Gary Johnson’s Spending Record as Compared to his Republican Contemporaries
ALBUQUERQUE — Is former New Mexico governor and Libertarian presidential candidate Gary Johnson a fiscal conservative? Despite his having vetoed upwards of 700 bills – more than any governor in the nation at the time – a National Review columnist, James Spiller argued that Johnson is “not conservative and not even all that libertarian” based largely on Johnson’s fiscal record which he further labels “big-government.”
Rio Grande Foundation policy analyst Tristan Goodwin answers this question in his new policy brief, “How Fiscally Conservative?

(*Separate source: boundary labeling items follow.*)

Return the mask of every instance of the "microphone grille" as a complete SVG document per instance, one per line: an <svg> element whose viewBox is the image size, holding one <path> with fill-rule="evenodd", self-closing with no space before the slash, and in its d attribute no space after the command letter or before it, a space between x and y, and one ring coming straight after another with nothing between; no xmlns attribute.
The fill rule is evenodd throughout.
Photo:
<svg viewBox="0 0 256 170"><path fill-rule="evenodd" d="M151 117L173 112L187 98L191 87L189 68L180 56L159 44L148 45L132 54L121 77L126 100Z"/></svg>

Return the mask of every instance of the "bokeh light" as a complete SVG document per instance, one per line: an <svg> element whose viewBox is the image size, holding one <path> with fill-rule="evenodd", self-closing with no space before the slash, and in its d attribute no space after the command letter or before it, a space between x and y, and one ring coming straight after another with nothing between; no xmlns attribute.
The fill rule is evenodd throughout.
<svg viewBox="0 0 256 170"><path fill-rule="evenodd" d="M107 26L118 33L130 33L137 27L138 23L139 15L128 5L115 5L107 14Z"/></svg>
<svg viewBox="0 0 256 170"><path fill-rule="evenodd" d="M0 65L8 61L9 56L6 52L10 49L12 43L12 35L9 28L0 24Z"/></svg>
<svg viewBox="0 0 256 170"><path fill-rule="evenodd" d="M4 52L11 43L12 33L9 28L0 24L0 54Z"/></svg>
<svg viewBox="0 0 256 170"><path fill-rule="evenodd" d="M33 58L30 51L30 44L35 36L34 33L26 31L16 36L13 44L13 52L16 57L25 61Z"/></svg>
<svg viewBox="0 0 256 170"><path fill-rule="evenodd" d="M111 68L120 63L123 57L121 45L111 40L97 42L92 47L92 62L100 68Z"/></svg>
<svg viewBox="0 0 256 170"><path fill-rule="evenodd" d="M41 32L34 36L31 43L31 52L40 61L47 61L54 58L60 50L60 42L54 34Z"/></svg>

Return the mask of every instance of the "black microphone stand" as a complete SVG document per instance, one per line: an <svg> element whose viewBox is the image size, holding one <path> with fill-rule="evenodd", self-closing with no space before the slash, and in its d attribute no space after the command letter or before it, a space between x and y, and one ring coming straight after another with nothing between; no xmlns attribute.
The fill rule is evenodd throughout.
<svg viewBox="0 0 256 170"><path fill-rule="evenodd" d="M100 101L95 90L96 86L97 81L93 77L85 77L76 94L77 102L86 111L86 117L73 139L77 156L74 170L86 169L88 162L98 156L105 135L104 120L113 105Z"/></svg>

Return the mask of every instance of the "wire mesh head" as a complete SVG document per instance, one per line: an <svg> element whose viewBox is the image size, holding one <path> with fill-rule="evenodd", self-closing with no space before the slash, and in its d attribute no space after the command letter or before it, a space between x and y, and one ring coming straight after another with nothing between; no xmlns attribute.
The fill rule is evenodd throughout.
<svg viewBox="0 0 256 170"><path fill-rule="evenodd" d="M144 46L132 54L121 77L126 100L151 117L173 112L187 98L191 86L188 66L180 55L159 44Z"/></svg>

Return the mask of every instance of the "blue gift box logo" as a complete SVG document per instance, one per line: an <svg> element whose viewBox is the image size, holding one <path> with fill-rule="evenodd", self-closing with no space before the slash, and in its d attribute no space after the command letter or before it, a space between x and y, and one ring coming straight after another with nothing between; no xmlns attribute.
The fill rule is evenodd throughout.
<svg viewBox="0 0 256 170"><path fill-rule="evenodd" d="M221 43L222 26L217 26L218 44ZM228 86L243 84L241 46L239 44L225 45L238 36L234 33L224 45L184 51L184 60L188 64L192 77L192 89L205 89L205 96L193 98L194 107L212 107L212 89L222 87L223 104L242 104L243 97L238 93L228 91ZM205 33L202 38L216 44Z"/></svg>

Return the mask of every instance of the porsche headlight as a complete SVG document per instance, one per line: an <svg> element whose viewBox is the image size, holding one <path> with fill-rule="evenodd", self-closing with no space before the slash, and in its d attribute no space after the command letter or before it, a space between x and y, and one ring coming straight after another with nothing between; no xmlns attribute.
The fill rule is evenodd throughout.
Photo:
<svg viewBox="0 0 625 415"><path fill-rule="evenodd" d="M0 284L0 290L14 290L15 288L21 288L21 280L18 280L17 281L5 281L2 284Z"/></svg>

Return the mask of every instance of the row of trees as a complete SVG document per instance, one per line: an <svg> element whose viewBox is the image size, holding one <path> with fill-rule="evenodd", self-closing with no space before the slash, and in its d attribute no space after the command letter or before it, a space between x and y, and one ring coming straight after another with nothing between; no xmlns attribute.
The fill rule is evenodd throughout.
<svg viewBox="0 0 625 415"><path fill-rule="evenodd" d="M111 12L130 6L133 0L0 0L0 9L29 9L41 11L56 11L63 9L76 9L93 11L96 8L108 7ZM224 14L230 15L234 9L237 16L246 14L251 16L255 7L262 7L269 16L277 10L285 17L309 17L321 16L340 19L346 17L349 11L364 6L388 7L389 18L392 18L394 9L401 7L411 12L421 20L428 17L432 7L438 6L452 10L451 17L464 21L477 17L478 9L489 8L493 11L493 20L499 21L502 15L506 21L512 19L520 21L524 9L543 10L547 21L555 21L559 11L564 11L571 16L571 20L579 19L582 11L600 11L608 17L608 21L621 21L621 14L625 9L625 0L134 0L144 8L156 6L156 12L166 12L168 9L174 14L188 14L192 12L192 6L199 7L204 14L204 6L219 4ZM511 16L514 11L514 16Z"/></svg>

Gary Johnson’s Spending Record vs. his Republican Contemporaries.” Rather than using arbitrary data points to formulate his answer, Goodwin examines the spending records of Johnson’s Republican contemporaries, especially those “big names” or governors who ran for higher office.
Goodwin first acknowledges the reality that every governor, like every president, faces different pressures and realities from their legislatures. Johnson’s Legislature was dominated 60-40% by Democrats during his time in office.
As seen in the chart below, Johnson was not by himself the most frugal Republican of the era (Engler and future two-time presidential candidate Mike Huckabee were more restrained), but Johnson was far more conservative than future Republican President George W. Bush.
Ultimately, noted Goodwin, while hard-core Libertarians might rather see smaller numbers or even spending cuts next to their standard-bearer’s name, the much-larger group of disaffected, fiscally-conservative Republican voters searching for an alternative to Donald Trump can comfortably support Gary Johnson.